Does your fish have any history of being ill?
How old is your fish (approximately)?


----------



## stoof (Aug 24, 2012)

*Housing *
What size is your tank? *1 Gallon*

What temperature is your tank? *74 F*

Does your tank have a filter? *No*
*
*Does your tank have an air stone or other type of aeration? *No*

Is your tank heated? *No*

What tank mates does your betta fish live with? *None*

*Food*
What type of food do you feed your betta fish? *FD Bloodworms*

How often do you feed your betta fish? *Twice a day*

*Maintenance 
*How often do you perform a water change? *Twice a week*

What percentage of the water do you change when you perform a water change? *100%*

What type of additives do you add to the water when you perform a water change? *Water conditioner*

*Water Parameters:*
Have you tested your water? If so, what are the following parameters? *No*

Ammonia:
Nitrite:
Nitrate:
pH:
Hardness:
Alkalinity: 

*Symptoms and Treatment*
How has your betta fish's appearance changed? *Bloated and slightly rough scales, not quite pineconed, and anus is a little swollen*

How has your betta fish's behavior changed? *Stays near surface using plants as support, has a hard time swimming horizontally*

When did you start noticing the symptoms? *A few days ago*

Have you started treating your fish? If so, how? *She's been fasted for a day now*

Does your fish have any history of being ill? *No*

How old is your fish (approximately)?* 1 1/2 years old*


----------



## prodrumernate (Jun 22, 2012)

for a 1 gallon i would change the water a little more frequently.for a 1 gallon i would do 50% ever other day and 100% weekly.i currently have a male in my 1 gallon and thats how often i clean it.or ill do 100% every other day.

do u have any pictures?

with the anus a little swollen this might be something OFL(OldFishLady) might have to comment about..
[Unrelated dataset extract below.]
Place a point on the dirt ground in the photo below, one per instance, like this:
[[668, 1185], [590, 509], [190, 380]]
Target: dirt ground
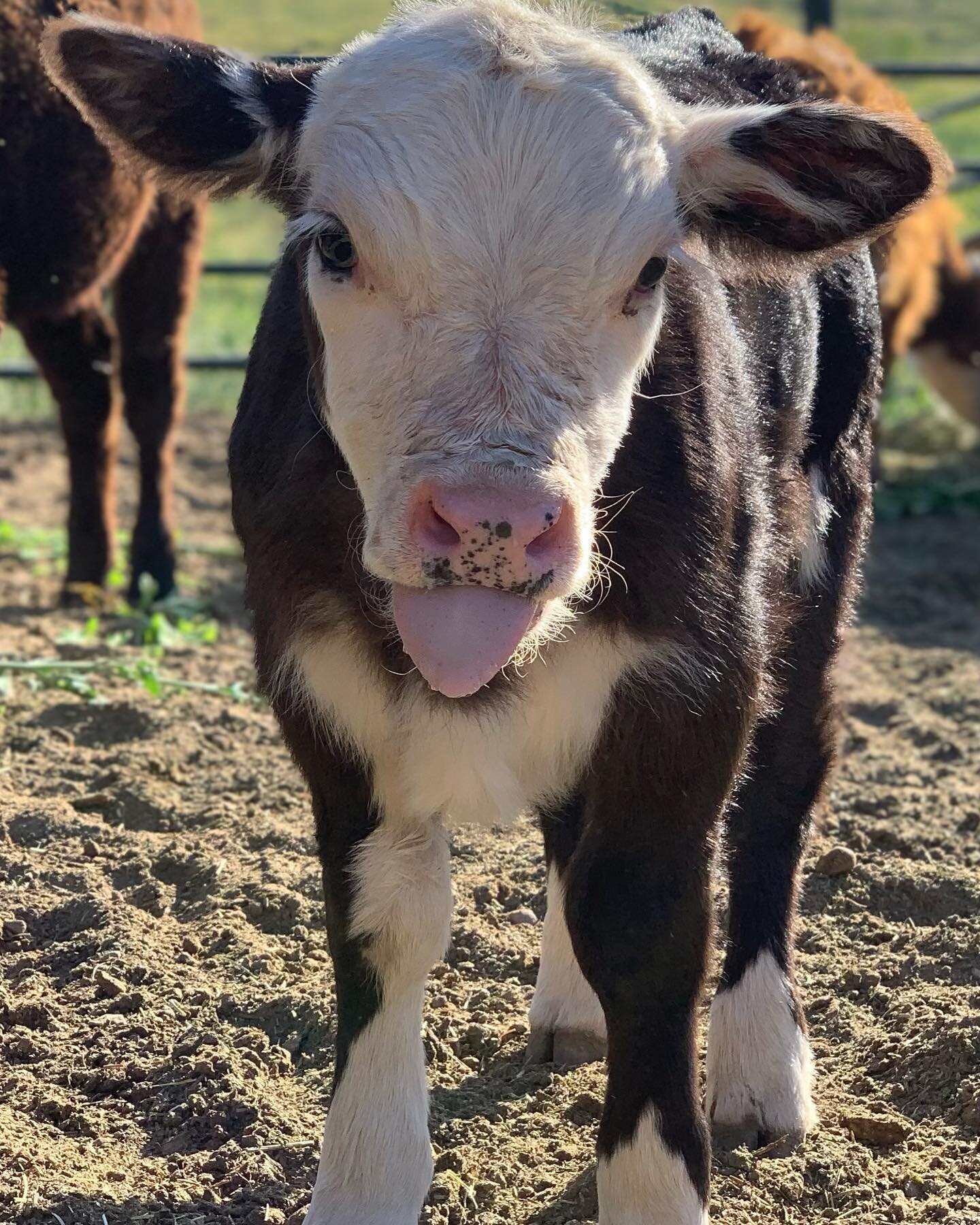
[[165, 1006]]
try adding about 1/4 teaspoon of aquarium salt in her tank and putting her in a more darker place of not using the light.she could have internal parasites.do you have any other medication other than bettafix?

bettafix is good for like fin damage but not internal parasites.


----------



## prodrumernate (Jun 22, 2012)

and her water temp might be a little too low.78 degrees is ideal.there are small heaters that go under small betta bowls and tanks.also try a different diet.try feeding her once a day.their stomachs are the size of their eyes.so they dont eat much.i too feed mine twice a day but i dont put a lot.


----------



## stoof (Aug 24, 2012)

Thank you for the tips! I'll get on this right away. I'll try uploading a picture soon.


----------



## teeneythebetta (Apr 29, 2012)

prodrumernate said:


> bettafix is good for like fin damage but not internal parasites.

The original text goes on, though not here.